Aunque un creyente puede caer en pecado y hasta seguir en él durante algún
tiempo, no puede, al hacerlo, seguir en comunión con Dios. La comunión con
Dios sólo se mantiene mediante una, confesión continua de todos los pecados
conscientes. Así que, hermano, cuando te des cuenta de que has pecado contra
Dios, ve a él inmediatamente, hazle tu confesión, y pídele perdón y
restauración. El cumplirá su Palabra, y te ha de restaurar a la comunión
consigo mismo.
Esta
comunión con Dios en la vida cristiana es realmente algo indispensable. Sin
ella, el cristiano no experimenta la verdadera alegría del Señor. El Señor
quiere que su pueblo sea gozoso. Cristo les dijo a sus discípulos: “Estas cosas
os he hablado, para que mi gozo esté en vosotros, y vuestro gozo sea cumplido”

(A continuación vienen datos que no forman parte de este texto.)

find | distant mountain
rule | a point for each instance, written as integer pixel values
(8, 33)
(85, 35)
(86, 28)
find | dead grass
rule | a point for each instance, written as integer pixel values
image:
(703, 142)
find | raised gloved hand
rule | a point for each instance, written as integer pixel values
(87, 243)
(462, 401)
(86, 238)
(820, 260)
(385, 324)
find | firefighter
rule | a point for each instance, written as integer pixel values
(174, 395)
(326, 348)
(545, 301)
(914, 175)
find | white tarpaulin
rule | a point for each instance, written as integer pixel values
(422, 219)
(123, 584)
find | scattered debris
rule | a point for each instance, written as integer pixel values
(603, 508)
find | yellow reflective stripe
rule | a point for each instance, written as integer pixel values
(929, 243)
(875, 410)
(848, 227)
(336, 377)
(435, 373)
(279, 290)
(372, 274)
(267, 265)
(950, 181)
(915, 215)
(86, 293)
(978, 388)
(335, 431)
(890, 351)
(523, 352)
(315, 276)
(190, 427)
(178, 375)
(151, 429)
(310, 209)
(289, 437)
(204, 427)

(Juan 15: 11). Pedro dice: “Al cual, no habiendo visto, le amáis; en el cual,
creyendo, aunque al presente no lo veáis, os alegráis con gozo inefable y
glorificado” (1 Pedro 1:8). El Apóstol Pablo escribió a los creyentes de
Filipos: “Gozaos en el Señor siempre; otra vez os digo: que os gocéis” (Filipenses
4:4). En otra parte afirmó que “el reino de Dios no es comida ni bebida, sino
justicia y paz y gozo por el Espíritu Santo” (Rom. 14: 17).